12. Order of precedence; liability
In case of conflict, the SCCs prevail over this DPA, which prevails over the agreement. Each party's liability under this DPA is subject to the limitations of liability in the agreement, except where prohibited by law.
Annex II — Technical and organizational measures
- Tenant isolation: workspace-scoped row-level security enforced at the database layer (
FORCE ROW LEVEL SECURITY), with automated isolation tests in continuous integration. - Encryption: TLS 1.2+ in transit; AES-256 encryption at rest via managed infrastructure providers.
- Access control: SSO-backed authentication; least-privilege service credentials; secrets held in managed secret stores, never in source control.

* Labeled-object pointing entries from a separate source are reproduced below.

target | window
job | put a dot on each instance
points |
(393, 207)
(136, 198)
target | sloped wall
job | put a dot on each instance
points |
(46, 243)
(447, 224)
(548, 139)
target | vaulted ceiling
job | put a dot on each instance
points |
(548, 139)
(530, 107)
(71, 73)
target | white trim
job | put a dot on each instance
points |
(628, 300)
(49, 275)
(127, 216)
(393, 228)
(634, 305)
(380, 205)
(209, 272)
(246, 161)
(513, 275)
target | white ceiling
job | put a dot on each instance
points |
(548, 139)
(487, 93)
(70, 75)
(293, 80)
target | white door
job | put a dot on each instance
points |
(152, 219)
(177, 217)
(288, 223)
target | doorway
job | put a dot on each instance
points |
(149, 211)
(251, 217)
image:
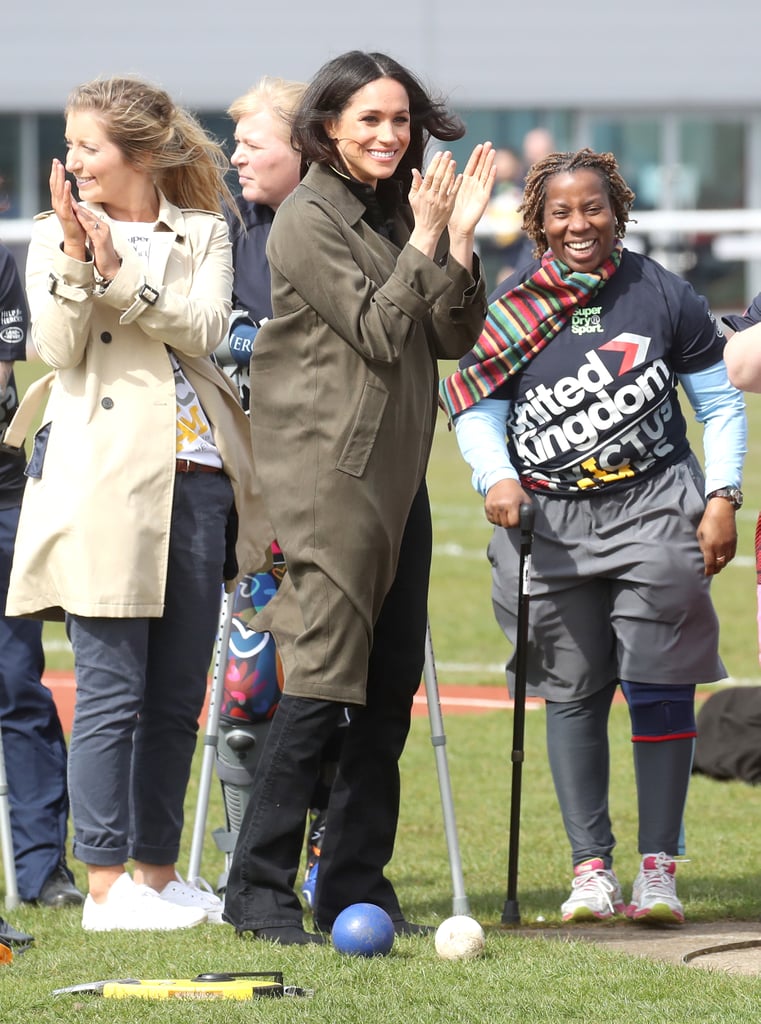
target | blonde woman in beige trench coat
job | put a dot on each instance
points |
(374, 279)
(138, 478)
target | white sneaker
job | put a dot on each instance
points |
(130, 907)
(196, 893)
(595, 893)
(653, 893)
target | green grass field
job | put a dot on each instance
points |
(518, 979)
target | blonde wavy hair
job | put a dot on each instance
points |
(276, 94)
(187, 165)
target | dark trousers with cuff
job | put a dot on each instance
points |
(364, 805)
(33, 739)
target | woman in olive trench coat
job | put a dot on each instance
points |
(343, 398)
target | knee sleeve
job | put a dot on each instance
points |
(660, 713)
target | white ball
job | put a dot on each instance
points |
(460, 938)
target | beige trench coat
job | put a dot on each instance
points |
(343, 404)
(93, 535)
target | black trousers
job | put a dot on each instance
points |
(364, 805)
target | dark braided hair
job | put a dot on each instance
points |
(535, 193)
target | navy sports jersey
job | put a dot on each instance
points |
(598, 408)
(251, 286)
(13, 327)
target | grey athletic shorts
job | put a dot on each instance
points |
(618, 589)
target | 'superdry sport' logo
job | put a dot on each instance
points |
(592, 428)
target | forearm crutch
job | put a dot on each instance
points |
(438, 739)
(211, 737)
(6, 838)
(511, 912)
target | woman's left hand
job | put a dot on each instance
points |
(475, 190)
(99, 241)
(717, 536)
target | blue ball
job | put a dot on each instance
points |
(363, 930)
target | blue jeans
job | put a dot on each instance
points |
(33, 739)
(140, 688)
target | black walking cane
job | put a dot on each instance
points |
(511, 912)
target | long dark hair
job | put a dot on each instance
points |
(330, 92)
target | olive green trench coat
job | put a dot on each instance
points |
(344, 398)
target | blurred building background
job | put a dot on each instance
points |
(673, 89)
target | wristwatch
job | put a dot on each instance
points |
(733, 495)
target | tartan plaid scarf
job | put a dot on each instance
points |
(519, 325)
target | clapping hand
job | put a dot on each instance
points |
(476, 183)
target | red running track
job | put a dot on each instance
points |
(453, 699)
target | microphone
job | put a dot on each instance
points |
(237, 347)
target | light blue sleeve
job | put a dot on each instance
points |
(721, 410)
(480, 435)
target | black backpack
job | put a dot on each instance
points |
(729, 735)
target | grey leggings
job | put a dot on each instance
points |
(579, 755)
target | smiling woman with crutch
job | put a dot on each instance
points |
(569, 401)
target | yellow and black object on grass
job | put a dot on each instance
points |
(225, 985)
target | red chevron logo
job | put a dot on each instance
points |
(634, 348)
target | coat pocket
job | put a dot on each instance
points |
(358, 448)
(34, 467)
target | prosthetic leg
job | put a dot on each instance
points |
(6, 839)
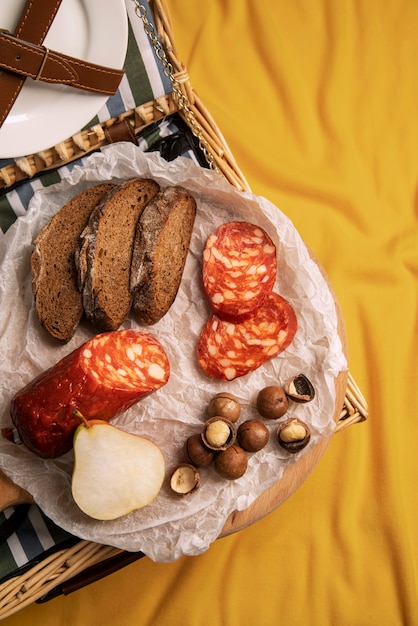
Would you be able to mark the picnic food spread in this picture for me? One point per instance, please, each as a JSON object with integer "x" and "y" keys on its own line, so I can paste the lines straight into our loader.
{"x": 174, "y": 416}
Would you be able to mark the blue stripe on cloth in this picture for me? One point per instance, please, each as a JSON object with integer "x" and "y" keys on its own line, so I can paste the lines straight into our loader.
{"x": 29, "y": 540}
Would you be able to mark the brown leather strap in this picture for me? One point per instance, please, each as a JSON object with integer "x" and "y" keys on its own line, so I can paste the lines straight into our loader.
{"x": 33, "y": 26}
{"x": 40, "y": 63}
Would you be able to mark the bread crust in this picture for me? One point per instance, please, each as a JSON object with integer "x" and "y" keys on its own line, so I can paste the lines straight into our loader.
{"x": 57, "y": 298}
{"x": 160, "y": 249}
{"x": 105, "y": 254}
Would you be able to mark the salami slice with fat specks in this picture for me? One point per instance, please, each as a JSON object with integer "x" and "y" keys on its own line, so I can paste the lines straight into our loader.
{"x": 101, "y": 378}
{"x": 239, "y": 269}
{"x": 227, "y": 350}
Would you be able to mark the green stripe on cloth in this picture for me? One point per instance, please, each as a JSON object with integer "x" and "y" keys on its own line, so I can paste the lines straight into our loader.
{"x": 136, "y": 72}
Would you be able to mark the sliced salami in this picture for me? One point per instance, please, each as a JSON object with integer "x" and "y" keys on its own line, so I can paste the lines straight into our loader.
{"x": 229, "y": 350}
{"x": 239, "y": 269}
{"x": 102, "y": 378}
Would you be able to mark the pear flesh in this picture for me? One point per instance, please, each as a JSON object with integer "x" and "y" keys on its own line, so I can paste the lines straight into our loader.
{"x": 115, "y": 472}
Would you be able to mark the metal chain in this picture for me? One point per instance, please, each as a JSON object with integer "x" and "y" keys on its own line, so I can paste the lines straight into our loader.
{"x": 181, "y": 99}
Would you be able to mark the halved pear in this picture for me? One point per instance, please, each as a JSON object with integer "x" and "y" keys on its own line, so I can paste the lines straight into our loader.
{"x": 115, "y": 472}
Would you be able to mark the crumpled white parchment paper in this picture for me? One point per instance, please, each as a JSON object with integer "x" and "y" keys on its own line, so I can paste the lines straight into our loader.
{"x": 170, "y": 526}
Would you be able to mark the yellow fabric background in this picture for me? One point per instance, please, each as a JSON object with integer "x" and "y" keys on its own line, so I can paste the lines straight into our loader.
{"x": 318, "y": 101}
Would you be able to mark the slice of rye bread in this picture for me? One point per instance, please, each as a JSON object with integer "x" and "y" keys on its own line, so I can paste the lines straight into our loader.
{"x": 160, "y": 249}
{"x": 58, "y": 300}
{"x": 104, "y": 257}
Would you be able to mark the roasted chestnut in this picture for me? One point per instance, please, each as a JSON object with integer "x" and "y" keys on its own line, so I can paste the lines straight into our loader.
{"x": 226, "y": 405}
{"x": 184, "y": 479}
{"x": 293, "y": 435}
{"x": 231, "y": 463}
{"x": 272, "y": 402}
{"x": 218, "y": 433}
{"x": 299, "y": 388}
{"x": 252, "y": 435}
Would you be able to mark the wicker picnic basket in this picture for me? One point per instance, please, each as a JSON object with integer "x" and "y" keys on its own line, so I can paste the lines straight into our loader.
{"x": 87, "y": 561}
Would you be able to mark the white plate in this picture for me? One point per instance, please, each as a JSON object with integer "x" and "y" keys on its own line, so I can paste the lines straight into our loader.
{"x": 43, "y": 114}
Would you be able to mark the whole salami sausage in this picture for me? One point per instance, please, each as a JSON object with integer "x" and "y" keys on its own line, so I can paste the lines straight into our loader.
{"x": 102, "y": 378}
{"x": 239, "y": 269}
{"x": 227, "y": 350}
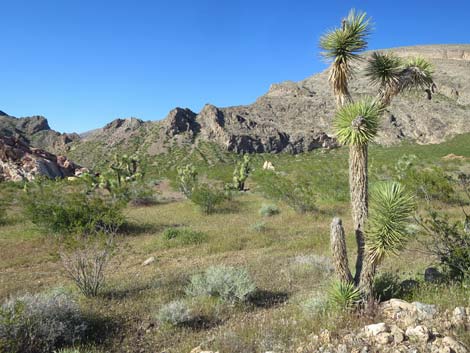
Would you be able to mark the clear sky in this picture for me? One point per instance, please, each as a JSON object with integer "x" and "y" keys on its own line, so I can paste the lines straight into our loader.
{"x": 83, "y": 63}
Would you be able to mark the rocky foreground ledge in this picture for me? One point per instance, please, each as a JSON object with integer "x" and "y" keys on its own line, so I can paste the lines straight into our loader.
{"x": 406, "y": 327}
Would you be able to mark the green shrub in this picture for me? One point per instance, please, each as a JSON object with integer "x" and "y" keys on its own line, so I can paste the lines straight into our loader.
{"x": 174, "y": 313}
{"x": 86, "y": 261}
{"x": 344, "y": 295}
{"x": 187, "y": 179}
{"x": 207, "y": 198}
{"x": 61, "y": 210}
{"x": 227, "y": 283}
{"x": 183, "y": 236}
{"x": 40, "y": 323}
{"x": 387, "y": 286}
{"x": 298, "y": 195}
{"x": 269, "y": 210}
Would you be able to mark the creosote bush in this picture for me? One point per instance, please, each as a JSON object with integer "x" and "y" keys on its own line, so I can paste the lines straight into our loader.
{"x": 174, "y": 313}
{"x": 227, "y": 283}
{"x": 269, "y": 210}
{"x": 64, "y": 209}
{"x": 86, "y": 261}
{"x": 344, "y": 295}
{"x": 183, "y": 236}
{"x": 387, "y": 286}
{"x": 40, "y": 323}
{"x": 299, "y": 195}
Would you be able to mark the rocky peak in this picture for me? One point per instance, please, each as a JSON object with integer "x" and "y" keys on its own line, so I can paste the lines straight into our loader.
{"x": 180, "y": 121}
{"x": 33, "y": 124}
{"x": 128, "y": 124}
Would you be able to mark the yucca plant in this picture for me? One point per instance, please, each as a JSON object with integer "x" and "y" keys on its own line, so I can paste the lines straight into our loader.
{"x": 387, "y": 232}
{"x": 342, "y": 46}
{"x": 357, "y": 123}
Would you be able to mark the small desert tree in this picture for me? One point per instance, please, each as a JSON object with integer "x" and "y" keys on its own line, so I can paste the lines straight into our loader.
{"x": 357, "y": 123}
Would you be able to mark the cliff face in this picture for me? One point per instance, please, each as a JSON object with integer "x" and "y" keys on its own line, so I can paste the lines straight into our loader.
{"x": 291, "y": 117}
{"x": 18, "y": 162}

- Change management: all changes ship through version control and automated CI gates (type checks, tests, security-relevant checks) with protected branches.
- Monitoring and incident response: centralized error monitoring, uptime checks, and a documented incident-response process with severity classification and post-incident review.
- Backups: automated daily database backups with periodic restore verification.
- Data minimization for AI features: model providers are bound by API terms under which customer inputs are not used for model training; provider retention is limited-duration for abuse monitoring (see /subprocessors).
- Personnel: access to production limited to authorized personnel under confidentiality obligations.
History
- v1.0 (July 12, 2026) — Initial version.